Problem:

The client faced issues with frequent re-elections in a Docker Swarm cluster whenever there were brief server-level disruptions. They sought guidance on modifying the swarm election timeout to stabilize the cluster and prevent unnecessary re-elections. Additionally, they wanted to understand the relationship between election timeout, heartbeat, and dispatcher-heartbeat settings.

Process:

  1. Understanding Swarm Election Timeout Configuration:

    The expert explained the underlying Raft consensus mechanism used by Docker Swarm, focusing on two parameters: heartbeat-tick and election-tick. These settings determine the election timeout, calculated as heartbeat-tick * election-tick.

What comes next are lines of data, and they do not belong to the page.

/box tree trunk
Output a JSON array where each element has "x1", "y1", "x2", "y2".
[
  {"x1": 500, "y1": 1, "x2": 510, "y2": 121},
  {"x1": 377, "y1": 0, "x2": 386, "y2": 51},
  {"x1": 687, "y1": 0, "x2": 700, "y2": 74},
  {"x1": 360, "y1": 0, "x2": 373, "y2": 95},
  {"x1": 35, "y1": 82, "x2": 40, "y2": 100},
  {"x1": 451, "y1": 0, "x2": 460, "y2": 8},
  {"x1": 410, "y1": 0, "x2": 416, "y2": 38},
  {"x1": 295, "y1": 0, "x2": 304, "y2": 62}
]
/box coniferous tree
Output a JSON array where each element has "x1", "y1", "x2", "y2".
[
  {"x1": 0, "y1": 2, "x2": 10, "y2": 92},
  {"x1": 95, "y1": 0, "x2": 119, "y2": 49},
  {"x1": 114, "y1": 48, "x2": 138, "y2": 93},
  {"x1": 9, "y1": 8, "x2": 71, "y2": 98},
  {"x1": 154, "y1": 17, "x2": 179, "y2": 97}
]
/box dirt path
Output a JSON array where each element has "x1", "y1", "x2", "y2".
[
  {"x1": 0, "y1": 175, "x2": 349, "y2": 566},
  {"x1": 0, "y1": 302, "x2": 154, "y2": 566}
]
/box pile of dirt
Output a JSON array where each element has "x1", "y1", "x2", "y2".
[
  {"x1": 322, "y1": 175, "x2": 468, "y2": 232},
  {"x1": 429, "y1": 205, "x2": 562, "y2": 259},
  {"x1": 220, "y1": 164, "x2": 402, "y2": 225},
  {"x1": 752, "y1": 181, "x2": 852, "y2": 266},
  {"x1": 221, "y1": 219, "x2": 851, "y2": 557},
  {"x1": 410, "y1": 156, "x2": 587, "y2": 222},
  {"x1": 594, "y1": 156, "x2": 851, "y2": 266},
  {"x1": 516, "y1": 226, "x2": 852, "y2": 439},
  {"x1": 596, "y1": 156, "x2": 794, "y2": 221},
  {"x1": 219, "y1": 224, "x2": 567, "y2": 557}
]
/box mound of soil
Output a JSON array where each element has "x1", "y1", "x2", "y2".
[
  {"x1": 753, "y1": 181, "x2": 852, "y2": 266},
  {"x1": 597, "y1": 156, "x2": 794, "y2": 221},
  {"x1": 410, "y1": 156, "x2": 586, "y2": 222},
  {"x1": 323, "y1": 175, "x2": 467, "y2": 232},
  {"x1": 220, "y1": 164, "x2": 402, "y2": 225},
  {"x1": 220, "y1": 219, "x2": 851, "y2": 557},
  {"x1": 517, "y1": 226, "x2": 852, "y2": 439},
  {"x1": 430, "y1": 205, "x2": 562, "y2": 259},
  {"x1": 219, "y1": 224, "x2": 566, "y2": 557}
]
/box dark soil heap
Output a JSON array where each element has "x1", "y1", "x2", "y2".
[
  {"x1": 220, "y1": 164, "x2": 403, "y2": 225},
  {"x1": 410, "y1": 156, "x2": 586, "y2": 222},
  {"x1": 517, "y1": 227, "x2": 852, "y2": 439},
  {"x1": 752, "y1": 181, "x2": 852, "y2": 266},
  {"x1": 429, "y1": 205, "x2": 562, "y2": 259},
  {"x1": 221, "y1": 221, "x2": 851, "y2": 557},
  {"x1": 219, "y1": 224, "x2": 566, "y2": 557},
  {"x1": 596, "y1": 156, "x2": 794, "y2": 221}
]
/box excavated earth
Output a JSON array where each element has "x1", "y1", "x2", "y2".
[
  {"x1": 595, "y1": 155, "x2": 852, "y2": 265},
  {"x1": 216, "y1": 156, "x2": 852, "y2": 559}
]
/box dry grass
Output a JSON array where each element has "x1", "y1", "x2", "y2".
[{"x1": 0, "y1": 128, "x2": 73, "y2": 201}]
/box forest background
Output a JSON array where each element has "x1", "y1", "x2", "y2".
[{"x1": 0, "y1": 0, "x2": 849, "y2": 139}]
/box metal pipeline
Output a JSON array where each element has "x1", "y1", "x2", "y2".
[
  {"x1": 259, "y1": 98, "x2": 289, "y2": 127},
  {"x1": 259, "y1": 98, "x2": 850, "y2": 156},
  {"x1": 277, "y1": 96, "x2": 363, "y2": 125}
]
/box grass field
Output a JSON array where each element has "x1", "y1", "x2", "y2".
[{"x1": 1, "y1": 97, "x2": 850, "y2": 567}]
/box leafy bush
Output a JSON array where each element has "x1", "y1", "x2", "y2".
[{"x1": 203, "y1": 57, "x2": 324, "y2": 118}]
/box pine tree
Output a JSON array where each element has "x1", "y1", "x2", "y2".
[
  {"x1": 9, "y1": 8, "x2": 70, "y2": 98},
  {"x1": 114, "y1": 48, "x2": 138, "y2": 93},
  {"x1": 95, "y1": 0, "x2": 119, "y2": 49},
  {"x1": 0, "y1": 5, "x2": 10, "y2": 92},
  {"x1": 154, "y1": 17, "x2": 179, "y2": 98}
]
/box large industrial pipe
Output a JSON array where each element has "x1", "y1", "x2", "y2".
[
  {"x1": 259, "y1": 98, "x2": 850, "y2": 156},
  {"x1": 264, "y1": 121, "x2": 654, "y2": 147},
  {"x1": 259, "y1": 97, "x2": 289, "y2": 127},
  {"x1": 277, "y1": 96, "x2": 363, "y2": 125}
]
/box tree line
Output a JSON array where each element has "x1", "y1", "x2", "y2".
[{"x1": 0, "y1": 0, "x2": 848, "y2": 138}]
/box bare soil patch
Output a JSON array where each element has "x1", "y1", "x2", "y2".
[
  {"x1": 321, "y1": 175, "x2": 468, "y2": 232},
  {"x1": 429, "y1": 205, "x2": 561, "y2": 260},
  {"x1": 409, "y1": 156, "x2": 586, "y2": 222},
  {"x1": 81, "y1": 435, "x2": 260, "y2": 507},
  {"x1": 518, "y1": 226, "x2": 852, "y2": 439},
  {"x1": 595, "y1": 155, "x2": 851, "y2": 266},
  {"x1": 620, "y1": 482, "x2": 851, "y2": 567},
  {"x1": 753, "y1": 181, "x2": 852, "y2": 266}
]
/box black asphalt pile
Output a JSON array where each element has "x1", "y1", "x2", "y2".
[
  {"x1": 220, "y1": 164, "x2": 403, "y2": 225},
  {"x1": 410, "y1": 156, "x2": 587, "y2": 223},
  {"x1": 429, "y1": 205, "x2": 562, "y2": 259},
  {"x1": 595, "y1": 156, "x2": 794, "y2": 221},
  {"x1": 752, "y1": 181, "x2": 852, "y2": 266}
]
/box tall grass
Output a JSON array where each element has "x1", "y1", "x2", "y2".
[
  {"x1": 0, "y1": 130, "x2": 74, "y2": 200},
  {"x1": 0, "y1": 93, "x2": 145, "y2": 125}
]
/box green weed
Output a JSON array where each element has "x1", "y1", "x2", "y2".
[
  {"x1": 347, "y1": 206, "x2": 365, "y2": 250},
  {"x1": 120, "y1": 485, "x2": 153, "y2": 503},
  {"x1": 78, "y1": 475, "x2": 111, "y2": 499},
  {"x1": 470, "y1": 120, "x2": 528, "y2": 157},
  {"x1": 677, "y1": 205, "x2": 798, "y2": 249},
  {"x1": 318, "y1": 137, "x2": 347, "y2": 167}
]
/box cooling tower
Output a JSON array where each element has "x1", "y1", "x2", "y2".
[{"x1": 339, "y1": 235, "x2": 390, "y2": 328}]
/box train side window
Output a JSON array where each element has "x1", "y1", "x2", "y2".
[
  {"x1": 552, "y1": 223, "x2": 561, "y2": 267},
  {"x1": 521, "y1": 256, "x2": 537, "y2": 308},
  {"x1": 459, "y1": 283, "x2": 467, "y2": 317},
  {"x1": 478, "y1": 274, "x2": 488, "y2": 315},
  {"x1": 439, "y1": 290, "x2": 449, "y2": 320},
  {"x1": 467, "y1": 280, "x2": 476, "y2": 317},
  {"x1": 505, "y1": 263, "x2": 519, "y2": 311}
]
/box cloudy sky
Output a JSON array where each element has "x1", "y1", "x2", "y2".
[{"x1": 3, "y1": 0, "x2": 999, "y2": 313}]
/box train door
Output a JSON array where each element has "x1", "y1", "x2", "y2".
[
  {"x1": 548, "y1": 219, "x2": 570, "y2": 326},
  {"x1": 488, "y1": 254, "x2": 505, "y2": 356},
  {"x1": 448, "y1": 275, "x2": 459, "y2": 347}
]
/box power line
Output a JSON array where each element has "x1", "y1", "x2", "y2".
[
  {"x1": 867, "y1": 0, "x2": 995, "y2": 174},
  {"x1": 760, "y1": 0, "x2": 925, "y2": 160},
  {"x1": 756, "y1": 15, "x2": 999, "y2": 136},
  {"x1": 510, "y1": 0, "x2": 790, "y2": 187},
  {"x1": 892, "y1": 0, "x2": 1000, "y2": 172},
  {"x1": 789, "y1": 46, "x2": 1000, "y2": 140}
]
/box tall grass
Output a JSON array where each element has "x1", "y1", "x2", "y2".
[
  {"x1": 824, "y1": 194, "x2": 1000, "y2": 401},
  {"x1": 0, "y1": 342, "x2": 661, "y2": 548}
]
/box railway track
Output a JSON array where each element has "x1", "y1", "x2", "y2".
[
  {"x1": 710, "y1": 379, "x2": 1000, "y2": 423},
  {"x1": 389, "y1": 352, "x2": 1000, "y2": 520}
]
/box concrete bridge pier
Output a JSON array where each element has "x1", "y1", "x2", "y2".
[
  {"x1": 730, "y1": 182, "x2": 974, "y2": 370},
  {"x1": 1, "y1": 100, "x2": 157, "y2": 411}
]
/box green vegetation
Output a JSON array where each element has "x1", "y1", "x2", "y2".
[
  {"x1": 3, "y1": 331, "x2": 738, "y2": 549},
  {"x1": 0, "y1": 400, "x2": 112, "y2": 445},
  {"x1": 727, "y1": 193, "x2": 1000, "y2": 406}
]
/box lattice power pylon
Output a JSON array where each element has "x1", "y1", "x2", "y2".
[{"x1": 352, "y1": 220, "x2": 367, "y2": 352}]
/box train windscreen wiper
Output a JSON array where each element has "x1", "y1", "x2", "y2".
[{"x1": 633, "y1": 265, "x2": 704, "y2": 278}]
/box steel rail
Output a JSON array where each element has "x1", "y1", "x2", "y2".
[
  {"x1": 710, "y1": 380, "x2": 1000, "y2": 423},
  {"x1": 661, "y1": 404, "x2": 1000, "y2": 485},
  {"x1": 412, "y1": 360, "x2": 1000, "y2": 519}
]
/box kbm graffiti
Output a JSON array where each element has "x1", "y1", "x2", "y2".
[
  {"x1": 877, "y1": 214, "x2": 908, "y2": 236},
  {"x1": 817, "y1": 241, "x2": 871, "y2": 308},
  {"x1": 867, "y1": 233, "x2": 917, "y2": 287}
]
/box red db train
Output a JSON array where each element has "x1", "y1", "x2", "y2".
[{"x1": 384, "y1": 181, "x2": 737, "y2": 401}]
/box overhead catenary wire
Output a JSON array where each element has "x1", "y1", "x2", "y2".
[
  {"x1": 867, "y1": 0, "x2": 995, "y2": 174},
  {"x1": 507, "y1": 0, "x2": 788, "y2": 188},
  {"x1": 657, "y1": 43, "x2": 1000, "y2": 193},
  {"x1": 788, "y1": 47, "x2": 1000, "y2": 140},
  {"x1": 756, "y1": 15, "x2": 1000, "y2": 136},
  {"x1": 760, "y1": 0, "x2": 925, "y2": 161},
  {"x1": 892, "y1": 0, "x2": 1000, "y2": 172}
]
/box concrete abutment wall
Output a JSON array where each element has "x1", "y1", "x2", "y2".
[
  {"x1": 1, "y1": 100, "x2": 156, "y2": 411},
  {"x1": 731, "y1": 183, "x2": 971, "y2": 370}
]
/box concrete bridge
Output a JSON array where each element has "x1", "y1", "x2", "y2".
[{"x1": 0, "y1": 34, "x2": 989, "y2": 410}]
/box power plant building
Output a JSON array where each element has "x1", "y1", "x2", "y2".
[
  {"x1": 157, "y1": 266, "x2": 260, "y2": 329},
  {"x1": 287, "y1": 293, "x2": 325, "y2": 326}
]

    For example, if heartbeat-tick is set to 1 and election-tick to 10, the election timeout is 1 * 10 = 10 seconds.

    The client shared their current Docker Swarm configuration, where heartbeat-tick was set to 1 and election-tick to 3, which could contribute to frequent re-elections during transient network issues.

  2. Exploring Changes to Election Timeout:

    The client initially attempted to change the election timeout using the command:

    docker swarm update --heartbeat-tick 1 --election-tick 10

    However, they encountered an error, as this command is unsupported in their version of Docker (1.13.1).

    The expert clarified that Docker intentionally restricts direct user modification of Raft parameters through CLI to maintain cluster stability. While modifying heartbeat-tick and election-tick isn’t feasible in Docker 1.13.1, other parameters like dispatcher-heartbeat could be adjusted.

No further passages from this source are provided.